For starters, Jack and his company are big supporters of the David Suzuki Foundation (a personal favourite), Chefs for Life, British Columbia Hospitality Foundation (giving a hand up to those in the hospitality industry who need one), and the Green Table Network, which works hard to get Canadian restaurants and the like to go green with Canadian solutions.
The sustainability thing comes out in practice, too. Top Table restaurants are part of the Vancouver Aquarium's Ocean Wise conservation program, which means whatever fish or seafood you see on their menus is from a sustainable source.
This is no token gesture. Check it out, sushi lovers and beyond. Whenever you're next in a restaurant, scan the menu or ask your server about seafood sustainability. Despite the fact we've fished out 90 per cent of the world's major fish stocks and the ocean is acidifying daily with increased carbon content, I'll bet my organic lentils you'll find that 9 out of 10 eateries out there aren't providing sustainable options, even when they know better.
Same with Chef Walt's "locals rule" philosophy. What's more sustainable than featuring whatever's in season - beef, beets, berries - from nearby Pemberton, and why the heck aren't more local eateries using local ingredients?
Never mind a "best-in-Canada" dining experience, although that's not hard to mind. These approaches and actions are much more valuable and valued, and supersede any kowtowing to convenience, novelty, or trend lines. Must be about more than the money.
And all this from a starry-eyed, 20-something-year-old engineering student from Montreal, who came to Whistler with his wife and young friends in 1981 to ski all day and work a restaurant at night. They arrived with a 44-foot trailer packed with all the furniture they needed to open a restaurant in Mountainside Lodge - a building they naively assumed would be completed as promised, but wouldn't be ready for a year.

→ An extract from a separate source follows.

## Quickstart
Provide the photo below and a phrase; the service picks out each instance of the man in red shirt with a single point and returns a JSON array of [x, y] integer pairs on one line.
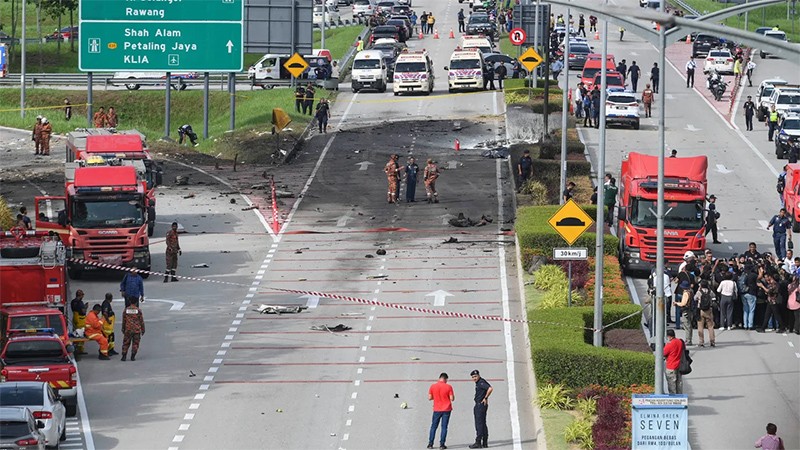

The art world coined the concept of a "work in progress" - something you're always working on because it can never be completed. That's Araxi for you, and I think it all started when those Montreal kids stared into that hollow building shell.
Ever dreamt of opening a restaurant? Think you'll buck the odds and have it past the first year? The first 10? 20? Jack might have some words of wisdom for you, dreamer that you are. But then, of course not, he's too thoughtful for that.
"I hate giving advice," he says. "I can only think what I think.
"It's very important for people to be skeptical of advice, because everybody's journey is personal and they should be open to it."
Here's to your personal journey. Jack's found his.
Glenda Bartosh is an award-winning freelance writer who's also found hers.